Behind every great man—goes the old saying—there’s a great woman. Behind Filles de Kilimanjaro, and also on its cover, is a woman who greatly influenced Miles. They were married briefly in 1968, the year the album was recorded, in June and September. She was 23, Miles was 42. Betty Mabry was her name when they met, a model with musical plans—she later recorded as Betty Davis in the early 1970s. Her taste in music was as up-to-the-date as her clothing sense and she left her mark. Out went Miles’ Italian suits and loafers, replaced by leather shirts, scarves, and high-heel boots. He began to listen to Jimi Hendrix, James Brown, Sly Stone, and the Chambers Brothers. Betty knew most of them personally; she even wrote a song for the last group.

Filles de Kilimanjaro was the result of Miles listening and returning to tighter song forms and clearer melodies, while keeping with the new mix of sounds he had debuted on Miles In The Sky: trumpet and saxophone with Fender Rhodes electric piano, electric bass, and drums. The two albums work hand-in-hand that way. The styles of 1968—soul, rock, electric blues—were filtering through his music: Filles is rich in slinky R&B bass lines, bubbling drum grooves, and subtle, dance-like patterns on the Rhodes; Hancock’s able handling of what it could do—texturally, dynamically—already makes the instrument seem like it was made for him. 

There are catchy unison parts that sound like improvisations; check the first two minutes of the title track. Shorter’s playing remained abstract, rich in texture and Miles solos grew more vocal-like—lyrically direct. Easier to understand. This was not jazz that wanted to call itself jazz. Whether it was the trumpeter’s idea or Columbia Records, Filles on its cover offered an alternative name to describe the music: “Directions In Music by Miles Davis.” 

Filles catches the quintet in transition: three of the tracks—“Touts de Suite,” “Petits Machins (Little Stuff)” and the title track—represent Miles’ last session the Second Great Quintet. Both Hancock and Ron Carter departed in the summer of 1968; Chick Corea—a keyboardist of reputation from Boston—and bassist Dave Holland, whom Miles encountered in London, joined that September and played on “Frelon Brun” and “Mademoiselle Mabry.” Both played electric and impressively, all the tracks seem to be of a set. “No amount of track-by-track description here can begin to convey the beauty and intensity,” wrote Rolling Stone at the time. “There are five songs, but really they fit together as five expressions of the same basic piece, one sustained work…”

That Rolling Stone—the voice of the rock generation—was paying attention speaks well of Miles’ cross-generational appeal, and also why many in the jazz audience felt a little betrayed.
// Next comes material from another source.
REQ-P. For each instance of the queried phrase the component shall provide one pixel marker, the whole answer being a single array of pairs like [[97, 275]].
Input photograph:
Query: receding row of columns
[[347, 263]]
Betty’s efforts had worked. Miles’s music, appearance, and reputation brought in yet another generation of fans; Filles de Kilimanjaro was a gateway album for many, with greater portals to follow.

While Miles received credit for all tunes on Filles, Gil Evans’ fingerprints are easy to discern on the album, many melodies are his though his name did not appear on the album. Two pieces of evidence: the primary line of “Petits Machins” later became “Eleven” in Gil Evans’ band of the 1970s, while “Mademoiselle Mabry” borrows a chord progression from Jimi Hendrix’s “Wind Cries Mary”—the guitarist a new discovery for both Miles and Evans.